- Change directory into the proj folder: enter "cd proj"
- Ensure MySql is running. Run:
mysql-ctl start
- Finally you can run
python semAnalysis.py ...
with the relevant flags. - If you need php-myadmin access to the DB, run:
phpmyadmin-ctl install
See examples below for reference.
usage: semAnalysis.py [-h] [-H HOST] [-d DB] [-u USER] [-p PASS] [-t TABLE]
[-f1 FILE1] [-s1 SEPERATOR1] [-g1 GROUP1] [-h1]
[-f2 FILE2] [-s2 SEPERATOR2] [-g2 GROUP2] [-h2] [-N]
[-T] [-G] [-L] [-W] [-K] [-Ti ITERATIONS]
[-Tt NUMTOPICS] [-U uniqueId]
python semAnalysis.py -f1 hiv.csv -h1
- Process a file with a header row - but essentially do nothing (no additional flags)
- Removing the h1 flag will read the first line as data (instead of ignoring it)
- Adding the -s1 flag with a seperator character allows to read files with other delimiters
- The commend allows the processing of either one or two input files together
- All flags with a number suffix refer to the respective index of the input file
- Most operations work on each file separately except for -L which examines file for correlation (see below)
python semAnalysis.py -f1 hiv.csv -h1 -H $IP -d c9 -u root
- Process a file with specified connection properties: ..* -H --host ..* -d --database ..* -u --user ..* -p --pass ..* -t --table
python semAnalysis.py -f1 hiv.csv -h1 -K
- Process a file with a header row - And keep all intermediate DB tables after the run
python semAnalysis.py -f1 hiv.csv -U 1471723537576
- Process a file which has been previously loaded into the DB - saves time/space loading large files
python semAnalysis.py -f1 hiv.csv -h1 -W
- Create a word-cloud from a file
python semAnalysis.py -f1 hiv.csv -h1 -W -g1 talk_about`
- Create a word-cloud for each of the values in the group field talk_about
- Same command works on fields: sarcasm, posted_by
python semAnalysis.py -f1 hiv.csv -h1 -N
- Create N-grams from the input file using the tweeter_id as a grouping criteria (poor results)
python semAnalysis.py -f1 hiv.csv -h1 -N -g1 talk_about
- Create N-grams from the input file using the talk_about as a grouping criteria
- Same command works on fields: sarcasm, posted_by (see below)
python semAnalysis.py -f1 hiv.csv -h1 -N -g1 sarcasm
- Create N-grams from the input file using the sarcasm as a grouping criteria
python semAnalysis.py -f1 hiv.csv -h1 -N -g1 posted_by
- Create N-grams from the input file using the posted_by as a grouping criteria
python semAnalysis.py -f1 hiv.csv -h1 -T
- Generate 50 topics from the input text file.

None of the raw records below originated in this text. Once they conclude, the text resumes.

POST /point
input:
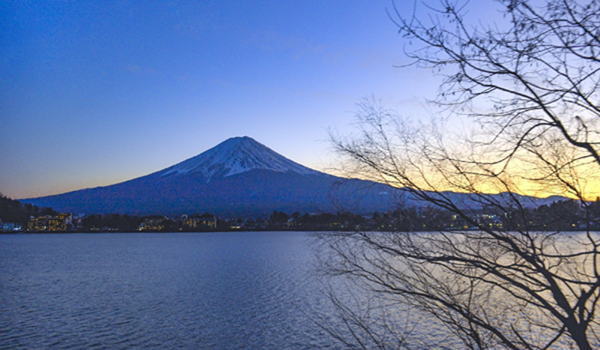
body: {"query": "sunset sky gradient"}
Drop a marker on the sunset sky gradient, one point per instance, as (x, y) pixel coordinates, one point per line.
(94, 93)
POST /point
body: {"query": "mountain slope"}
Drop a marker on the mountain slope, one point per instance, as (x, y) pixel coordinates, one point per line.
(239, 177)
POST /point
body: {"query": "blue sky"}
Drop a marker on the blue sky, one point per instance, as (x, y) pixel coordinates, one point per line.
(94, 93)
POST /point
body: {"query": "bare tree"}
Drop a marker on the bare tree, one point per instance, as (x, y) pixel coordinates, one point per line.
(531, 84)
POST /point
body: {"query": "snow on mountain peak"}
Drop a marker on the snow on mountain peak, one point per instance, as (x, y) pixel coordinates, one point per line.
(234, 156)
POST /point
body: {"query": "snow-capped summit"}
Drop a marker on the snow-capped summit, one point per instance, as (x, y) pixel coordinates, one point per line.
(234, 156)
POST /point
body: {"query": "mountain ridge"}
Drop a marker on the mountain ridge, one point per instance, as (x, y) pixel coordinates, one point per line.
(241, 177)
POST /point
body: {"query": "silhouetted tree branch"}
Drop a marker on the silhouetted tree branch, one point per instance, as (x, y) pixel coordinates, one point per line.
(532, 86)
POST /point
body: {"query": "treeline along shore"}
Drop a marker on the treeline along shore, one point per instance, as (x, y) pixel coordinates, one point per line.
(566, 215)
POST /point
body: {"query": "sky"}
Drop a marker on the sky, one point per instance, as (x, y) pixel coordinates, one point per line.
(94, 93)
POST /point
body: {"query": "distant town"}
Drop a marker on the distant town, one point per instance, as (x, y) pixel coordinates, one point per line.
(567, 215)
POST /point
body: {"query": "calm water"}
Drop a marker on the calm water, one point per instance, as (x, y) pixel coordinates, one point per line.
(236, 290)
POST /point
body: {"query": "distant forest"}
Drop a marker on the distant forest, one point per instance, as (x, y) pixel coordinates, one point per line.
(567, 215)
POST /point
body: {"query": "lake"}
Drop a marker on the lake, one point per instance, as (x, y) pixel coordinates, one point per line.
(231, 290)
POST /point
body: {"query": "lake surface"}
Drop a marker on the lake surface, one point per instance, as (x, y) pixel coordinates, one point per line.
(234, 290)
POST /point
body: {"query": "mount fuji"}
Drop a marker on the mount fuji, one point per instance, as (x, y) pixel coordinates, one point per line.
(238, 177)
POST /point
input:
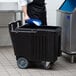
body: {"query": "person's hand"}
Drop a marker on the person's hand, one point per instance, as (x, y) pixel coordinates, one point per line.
(26, 17)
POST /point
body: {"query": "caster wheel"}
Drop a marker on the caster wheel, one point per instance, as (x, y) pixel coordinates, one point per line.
(46, 65)
(22, 63)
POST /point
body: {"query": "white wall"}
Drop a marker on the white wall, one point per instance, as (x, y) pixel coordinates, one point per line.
(52, 6)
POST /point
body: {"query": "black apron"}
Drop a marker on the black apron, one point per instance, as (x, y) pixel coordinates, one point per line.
(37, 9)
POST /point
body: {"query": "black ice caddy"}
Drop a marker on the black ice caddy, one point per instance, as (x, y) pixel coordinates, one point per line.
(33, 43)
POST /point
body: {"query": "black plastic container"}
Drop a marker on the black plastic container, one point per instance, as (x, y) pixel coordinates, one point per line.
(33, 43)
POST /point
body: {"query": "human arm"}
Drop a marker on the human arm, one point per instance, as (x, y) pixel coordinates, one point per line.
(23, 4)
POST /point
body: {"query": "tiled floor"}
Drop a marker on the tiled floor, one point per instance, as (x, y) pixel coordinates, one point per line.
(8, 67)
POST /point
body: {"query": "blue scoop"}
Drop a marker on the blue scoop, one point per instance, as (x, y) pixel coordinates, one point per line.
(36, 22)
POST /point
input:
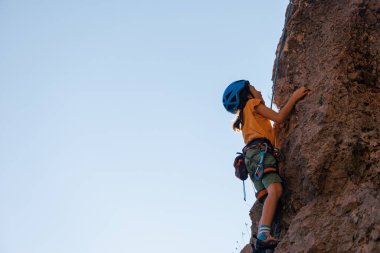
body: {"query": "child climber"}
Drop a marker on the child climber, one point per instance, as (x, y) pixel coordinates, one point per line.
(253, 120)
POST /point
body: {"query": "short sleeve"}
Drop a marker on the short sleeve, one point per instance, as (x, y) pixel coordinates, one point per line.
(252, 103)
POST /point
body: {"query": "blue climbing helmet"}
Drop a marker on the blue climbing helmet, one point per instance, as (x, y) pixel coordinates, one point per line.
(231, 99)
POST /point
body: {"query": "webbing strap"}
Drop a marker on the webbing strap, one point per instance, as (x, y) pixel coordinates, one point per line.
(245, 195)
(283, 38)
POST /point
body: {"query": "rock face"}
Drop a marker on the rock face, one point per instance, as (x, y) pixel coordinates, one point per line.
(332, 139)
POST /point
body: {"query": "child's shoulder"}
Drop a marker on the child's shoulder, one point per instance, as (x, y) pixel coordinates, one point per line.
(251, 103)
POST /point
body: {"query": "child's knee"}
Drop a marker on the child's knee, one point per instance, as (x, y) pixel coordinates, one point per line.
(275, 190)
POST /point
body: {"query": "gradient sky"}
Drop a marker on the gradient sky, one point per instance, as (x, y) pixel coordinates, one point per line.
(113, 137)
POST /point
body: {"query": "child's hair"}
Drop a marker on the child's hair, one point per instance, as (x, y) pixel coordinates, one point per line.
(243, 98)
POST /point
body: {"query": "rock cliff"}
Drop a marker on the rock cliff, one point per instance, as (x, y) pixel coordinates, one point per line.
(331, 140)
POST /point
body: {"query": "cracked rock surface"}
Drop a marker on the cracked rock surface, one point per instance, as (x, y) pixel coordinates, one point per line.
(331, 141)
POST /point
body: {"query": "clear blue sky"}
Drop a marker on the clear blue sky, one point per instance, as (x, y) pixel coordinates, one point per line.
(113, 137)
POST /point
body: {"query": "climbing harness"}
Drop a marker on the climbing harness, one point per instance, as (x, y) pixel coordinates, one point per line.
(260, 167)
(282, 41)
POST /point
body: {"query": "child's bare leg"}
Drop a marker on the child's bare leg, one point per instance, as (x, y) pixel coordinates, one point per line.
(270, 204)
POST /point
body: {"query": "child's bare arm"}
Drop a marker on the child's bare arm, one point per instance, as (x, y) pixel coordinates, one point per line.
(280, 116)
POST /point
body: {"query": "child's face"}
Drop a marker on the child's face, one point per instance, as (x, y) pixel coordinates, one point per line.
(256, 93)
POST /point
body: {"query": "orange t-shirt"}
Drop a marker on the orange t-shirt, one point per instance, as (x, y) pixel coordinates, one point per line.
(255, 125)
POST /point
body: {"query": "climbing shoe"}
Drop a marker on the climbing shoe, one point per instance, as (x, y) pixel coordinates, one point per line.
(269, 243)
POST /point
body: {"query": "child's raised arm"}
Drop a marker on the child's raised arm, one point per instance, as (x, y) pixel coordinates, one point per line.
(280, 116)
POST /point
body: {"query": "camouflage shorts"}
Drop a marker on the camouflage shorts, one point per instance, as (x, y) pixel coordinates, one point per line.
(252, 160)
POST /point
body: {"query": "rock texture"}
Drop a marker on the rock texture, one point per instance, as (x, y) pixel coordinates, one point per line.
(331, 141)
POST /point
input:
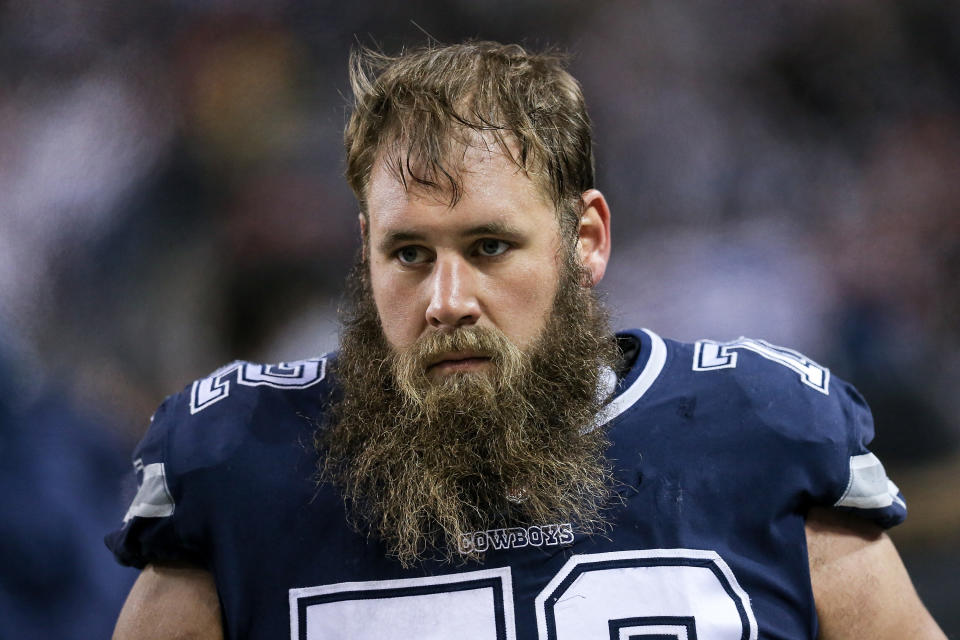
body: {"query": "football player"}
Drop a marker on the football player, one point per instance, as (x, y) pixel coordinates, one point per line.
(484, 457)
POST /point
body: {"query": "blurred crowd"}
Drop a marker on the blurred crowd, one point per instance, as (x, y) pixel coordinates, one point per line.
(171, 199)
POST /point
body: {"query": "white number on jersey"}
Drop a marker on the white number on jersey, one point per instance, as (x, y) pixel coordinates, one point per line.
(709, 355)
(286, 375)
(686, 594)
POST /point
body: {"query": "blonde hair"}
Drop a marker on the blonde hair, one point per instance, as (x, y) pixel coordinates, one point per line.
(418, 109)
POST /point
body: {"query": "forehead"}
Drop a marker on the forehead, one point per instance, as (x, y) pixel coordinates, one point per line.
(492, 186)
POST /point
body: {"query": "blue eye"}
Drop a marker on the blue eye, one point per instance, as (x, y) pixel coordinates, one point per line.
(411, 255)
(490, 247)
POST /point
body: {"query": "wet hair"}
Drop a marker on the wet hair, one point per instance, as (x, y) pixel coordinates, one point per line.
(419, 110)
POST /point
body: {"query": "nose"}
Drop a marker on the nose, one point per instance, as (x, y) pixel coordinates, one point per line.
(453, 299)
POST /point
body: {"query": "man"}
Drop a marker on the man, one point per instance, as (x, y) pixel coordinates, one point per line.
(482, 458)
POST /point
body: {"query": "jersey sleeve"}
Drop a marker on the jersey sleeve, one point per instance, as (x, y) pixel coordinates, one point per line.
(154, 527)
(812, 429)
(861, 484)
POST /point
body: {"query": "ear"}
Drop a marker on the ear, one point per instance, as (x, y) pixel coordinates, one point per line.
(593, 243)
(363, 236)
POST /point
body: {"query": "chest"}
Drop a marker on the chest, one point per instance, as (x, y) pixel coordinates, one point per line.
(684, 557)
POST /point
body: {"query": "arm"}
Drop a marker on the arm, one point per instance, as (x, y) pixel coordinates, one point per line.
(171, 602)
(860, 585)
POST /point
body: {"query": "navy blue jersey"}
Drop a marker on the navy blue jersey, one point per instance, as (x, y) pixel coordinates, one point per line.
(721, 449)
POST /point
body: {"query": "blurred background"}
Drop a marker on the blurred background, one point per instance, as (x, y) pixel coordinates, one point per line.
(171, 199)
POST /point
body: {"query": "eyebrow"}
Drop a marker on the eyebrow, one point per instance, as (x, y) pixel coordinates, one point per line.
(394, 238)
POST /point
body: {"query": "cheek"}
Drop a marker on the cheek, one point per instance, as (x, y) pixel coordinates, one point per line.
(396, 306)
(526, 301)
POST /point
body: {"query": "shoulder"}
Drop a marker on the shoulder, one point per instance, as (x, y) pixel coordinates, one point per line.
(209, 447)
(206, 422)
(786, 392)
(767, 407)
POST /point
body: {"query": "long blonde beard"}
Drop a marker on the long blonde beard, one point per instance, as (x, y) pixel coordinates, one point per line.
(422, 464)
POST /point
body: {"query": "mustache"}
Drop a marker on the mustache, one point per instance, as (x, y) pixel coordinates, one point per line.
(410, 366)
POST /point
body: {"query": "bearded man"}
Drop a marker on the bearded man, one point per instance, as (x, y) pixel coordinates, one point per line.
(484, 457)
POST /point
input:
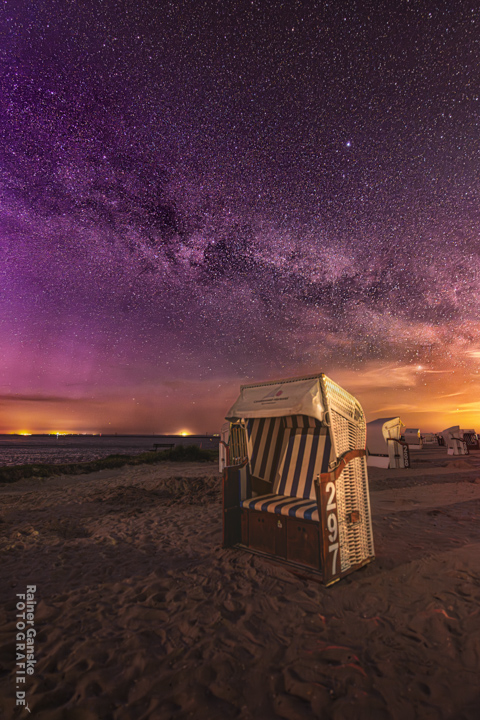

Iterate topic generation 1000 times
python semAnalysis.py -f1 hiv.csv -h1 -T -G
- Using the -G flag will utilize the gensim engine for topics generation instead of the mallet engine
python semAnalysis.py -f1 hiv.csv -h1 -T -g1 talk_about -Ti 100 -Tt 5
- Generate 5 topics for each value within the talk_about field. Iterate topic generation 100 times
- Same command works on fields: sarcasm, posted_by (see below)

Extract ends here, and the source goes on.